Asking "[w]ho really rules?" researchers Martin Gilens and Benjamin I. Page argue that over the past few decades America's political system has slowly transformed from a democracy into an oligarchy, where wealthy elites wield most power....That was predictable from the redistributionist society we have developed. As Aristotle himself points out, in a democracy the most important thing to the stability of the regime is to protect the wealthy from having the democrats vote themselves access to the money and property of the rich. Because the people are really powerful, you have to protect the wealthy or they will be stripped of everything (and revolt).
As one illustration, Gilens and Page compare the political preferences of Americans at the 50th income percentile to preferences of Americans at the 90th percentile as well as major lobbying or business groups. They find that the government—whether Republican or Democratic—more often follows the preferences of the latter group rather than the first.
In an oligarchy, by contrast, stability comes from 'sharing the wealth.' To put it another way, to make up for the fact that the political wishes of everyone else are ignored you buy them off with bribes. Because the people have no real power, only the illusion of power, to keep them in support of the system you have to provide them with real financial support.

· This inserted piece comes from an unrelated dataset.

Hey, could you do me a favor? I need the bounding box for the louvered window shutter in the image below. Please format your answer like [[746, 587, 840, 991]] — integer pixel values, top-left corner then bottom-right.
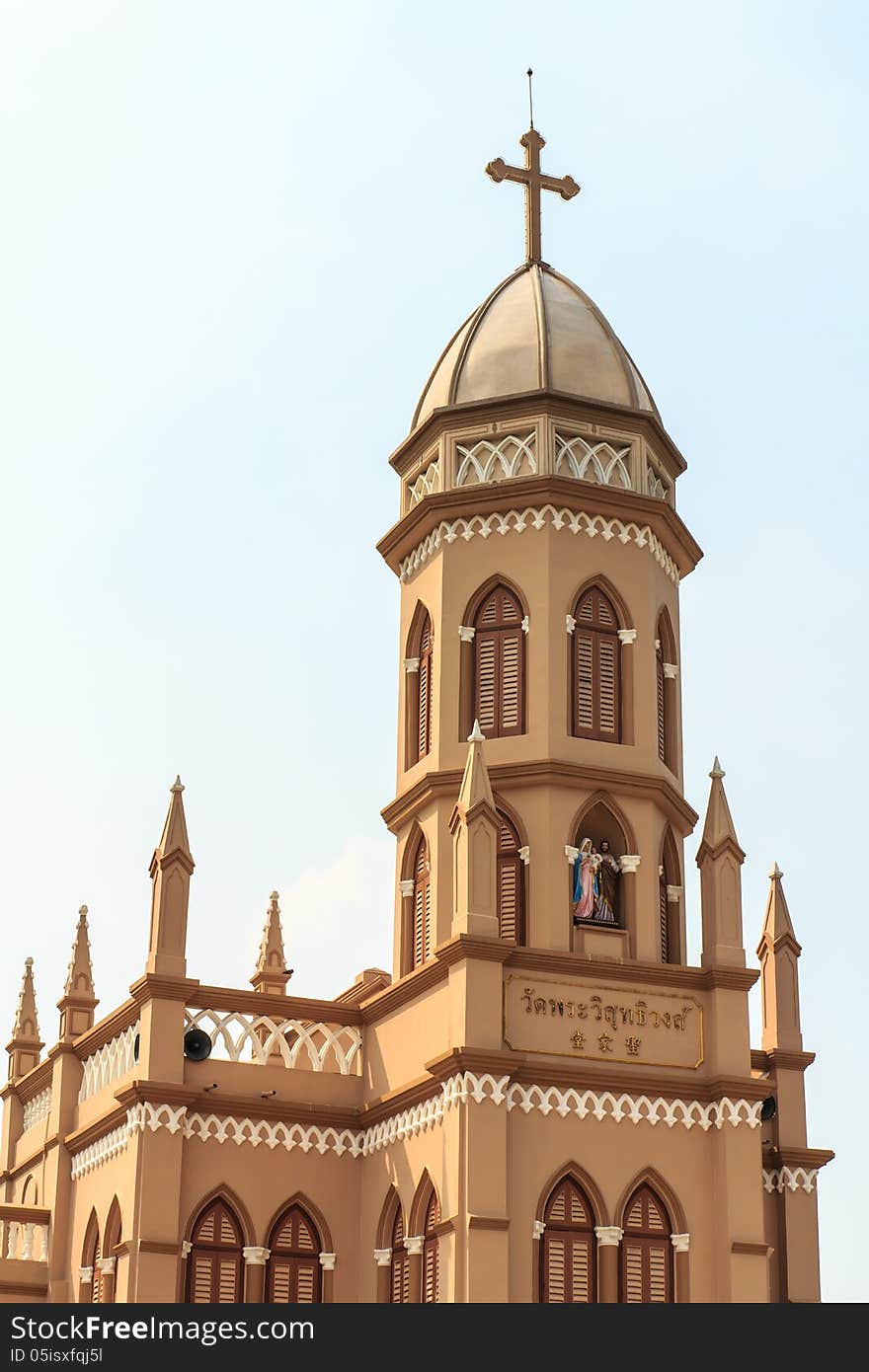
[[474, 586, 524, 738], [571, 586, 622, 743], [499, 812, 524, 944], [622, 1185, 672, 1305], [539, 1178, 597, 1305]]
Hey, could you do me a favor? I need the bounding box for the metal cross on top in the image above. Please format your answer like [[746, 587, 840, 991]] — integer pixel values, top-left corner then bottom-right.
[[486, 73, 580, 262]]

So far, the system seems pretty stable in spite of the redistribution. That suggests, on independent grounds, that this study is correct about the real distribution of power.
8 comments:
From where I sit it looks to me like the oligarchs are re-distributing alright- but not their money-instead, the working stiff middle class is getting robbed by them to distribute to their selected set of moochers. I know my "disposable" funds are getting less and less, the only thing that has saved us is that we have no debt and live frugally. Also I have put a lot of work into improving my production to keep competitive. Can't wait till I have to pay a fine to the bastards for the offense of not having suitable insurance, AFTER those scum deliberately destroyed the insurance I did have, and forced my Doctor to retire-and I, am supposed to pay THEM, for this?
That's a good point. The oligarchs we have are ones who have figured out how to redistribute your money, although I hear that the top few percent still pays most of the taxes.
Still, the Obamacare model is for more than half of Americans to be on some form of welfare payments -- even if they are for expenses that the government mandates.
Democracy was always designed to be an oligarchy, just take it to the logickal conclusion.
51% of 100 is what?
51% of that 51% is what? 51% of the 26% is what? 51% of the 13% is what?
Sooner or later, you get to Rule by the 5%. And then Rule by the 3%. And then Rule by the 1%. How is that not oligarchy?
Btw we went past oligarchy already, those slow pokes haven't figured out we are a MONARCHY now by Divine Right.
Princeton is a bunch of idiots. This little factoid was known several years ago by the 3%. And they didn't need a "study" to group think their way to it.
The country always has been an oligarchy.
Difference is now, there's no frontier to decamp to once it gets to onerous, and the scale of the govt' has gone all beyond anything that the people could have imagined in 1787.
Eric has the right of it. I think all this "we've slid into oligarchy" stuff is nonsense. We've always been an oligarchy. Name the last President who was truly poor before coming into office. Sure, many rose from poverty (Andrew Jackson and Abraham Lincoln come to mind), but all were wealthy men before they became President. So too with Congress and the Senate. Our political class is and always has been made up of the wealthy. Pretending there once was a time that this was not so is delusional. Some, I believe, cared more about the good of all the people than others, but ultimately, there has always been a ruling elite.
This argument goes hand in hand with "the rich get away with anything now!" Which I hear from the Left. If anything, the opposite is true. Even 100 years ago, a wealthy industrialist could get away with crimes up to, and possibly including murder and suffer no penalty. We actually live in an era where the rich are under greater scrutiny than any other time in human history. But they're somehow under the impression that "things are worse now than ever," which even a cursory examination of history puts the lie to.
And to bring it back to the original topic, let's examine our oligarchs. Even just 50 years ago, a young President bedded many young women with near reckless abandon in complete contravention of the mores of the time, and yet, even though it was widely known among the press, no one dared report on it. 30 years later, a brief fling with a single intern almost brought down a Presidency. The times may be a-changin, but the days when an oligarch didn't play by the same rules as the rest of us are getting better, not worse.
Even 100 years ago, a wealthy industrialist could get away with crimes up to, and possibly including murder and suffer no penalty.
And that's different from Ted Kennedy and rapist Clinton, how?
Even just 50 years ago....
And 100 years ago, an oligarch personally and directly intervened to stop a financial panic in its tracks.
There's a subtext to that, too: for all the out-of-bounds degree of today's wealth and income inequality being whined about, the concentration of wealth today doesn't exist (nor does the regulatory environment, come to that) that obtained that century ago; such a personal and direct intervention no longer is possible.